Barry was there with a stick and helped Fitzpatrick.


He (the constable) found himself next morning in Charing-cross Hospital.

Fitzpatrick admitted having struck Hewitt.


The jury found both the prisoners guilty.

It was stated that Barry had been previously convicted on six different occasions of assaulting police constables in the execution of their duty.

They were sentenced to five years’ penal servitude.”


However, for the unfortunate police constable, his bravery in the line of duty was to have long-term mental health consequences, as is evidenced by the following article, which appeared in The North London News on Saturday, 17th June, 1882:-


“In the earlier part of April last, a case of murderous assault upon a police-constable (Hewitt, 463 G) was reported from Bow Street Police Court, London, under the following circumstances.

Constable Hewitt had occasion to remove a disorderly gang of young ruffians from Nottingham Court, and, while doing so, he was attacked with pickaxe and spade handles, and struck about the head with such violence that he was rendered insensible.


For a considerable time after he was confined to his bed in the Charing Cross Hospital in a very critical condition.

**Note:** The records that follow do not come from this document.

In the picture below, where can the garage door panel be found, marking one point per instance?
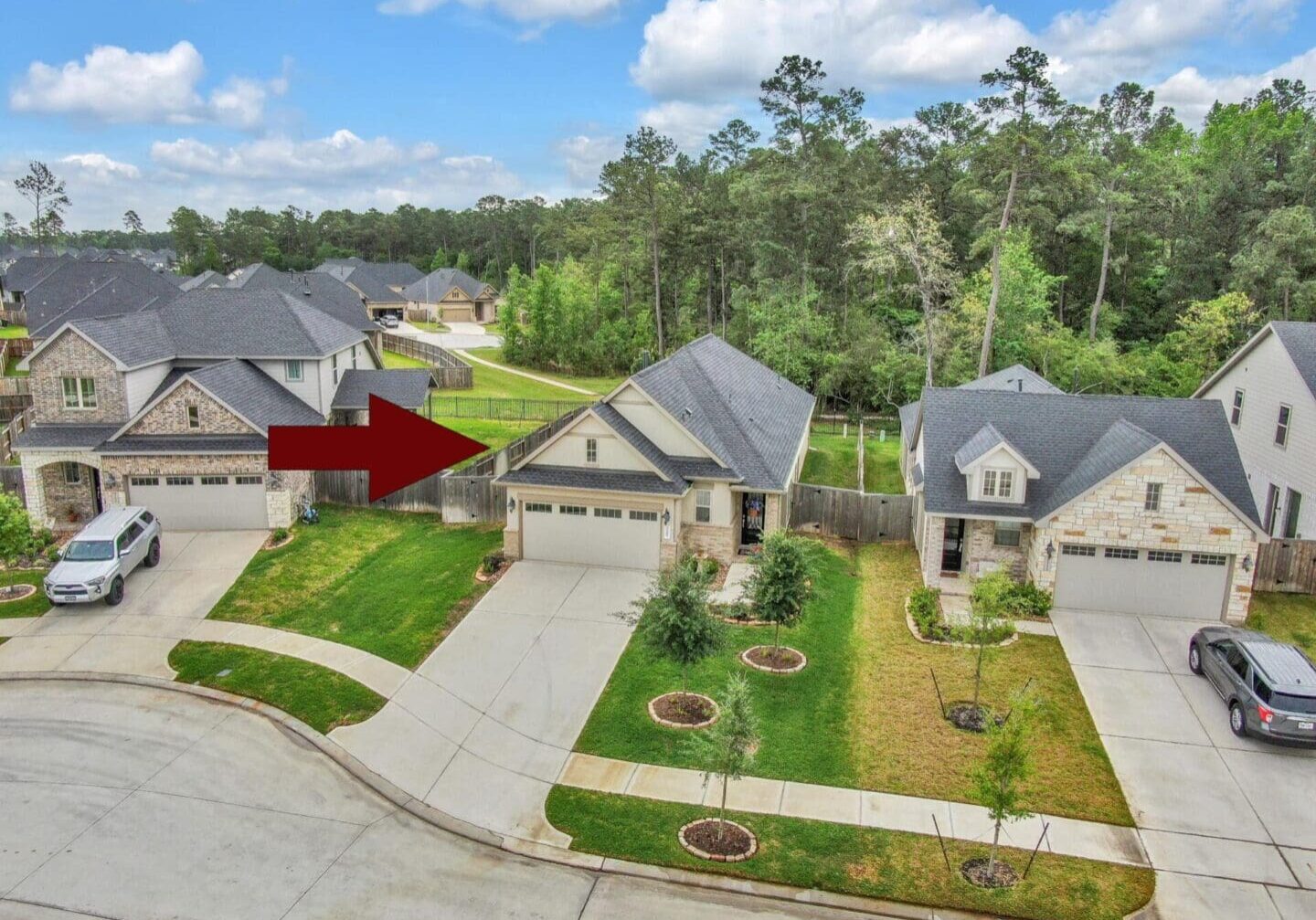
(194, 502)
(1145, 582)
(600, 536)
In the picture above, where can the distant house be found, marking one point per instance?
(1268, 394)
(451, 295)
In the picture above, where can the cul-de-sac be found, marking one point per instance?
(570, 460)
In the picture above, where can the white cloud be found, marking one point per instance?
(523, 11)
(119, 86)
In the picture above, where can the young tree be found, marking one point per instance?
(780, 586)
(47, 194)
(908, 236)
(1007, 764)
(675, 620)
(727, 749)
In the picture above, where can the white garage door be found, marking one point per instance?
(203, 503)
(1145, 582)
(589, 534)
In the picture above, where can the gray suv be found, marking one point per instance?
(96, 562)
(1268, 686)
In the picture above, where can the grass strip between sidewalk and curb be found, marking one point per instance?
(322, 698)
(869, 862)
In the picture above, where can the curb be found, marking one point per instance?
(524, 848)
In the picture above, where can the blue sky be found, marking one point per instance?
(358, 103)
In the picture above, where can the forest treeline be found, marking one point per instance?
(1109, 247)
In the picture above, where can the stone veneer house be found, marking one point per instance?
(1118, 504)
(696, 453)
(170, 408)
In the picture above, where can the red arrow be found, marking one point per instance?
(398, 447)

His injuries were so severe that, at one time, his life was despaired of, and fears were entertained that if he should survive his brain would be permanently affected.

Two of the youths charged with the assault, named Michael Barry and James Fitzpatrick, were each sentenced to five years’ penal servitude.


Since the occurrence, Hewitt has been on the sick list, and was apparently making satisfactory progress towards recovery, but a few days ago he began to behave in a strange manner.

Three days later he became violent, and attacked his wife with a stick. He afterwards retired to his room, and she proceeded to do her domestic work.

Upon going upstairs later she was surprised to find the room empty, but looking out of the window she was horrified to see her husband lying asleep upon the slanting roof of the next house. She called to him, and succeeded in coaxing him into the room again.

In the evening they went out for walk, but had hardly got to the top of the street when he began to rave and gesticulate in the most violent manner.

Two constables succeeded in getting him home, and Dr. Mills, the divisional police surgeon, was sent for.


He at once ordered the removal of Hewitt to the insane ward at St. Giles’s Workhouse, where he is now confined, while his wife is making efforts to secure the services of two persons who would undertake to enter into the necessary bonds for her husband’s removal to Bedlam, an asylum she is desirous of sending him to.


The case is of a peculiarly painful nature, as Hewitt has only been married about ten months, and has one child only recently born.

He was a man who was generally liked by his brother constables, and was the only support of his widowed mother.”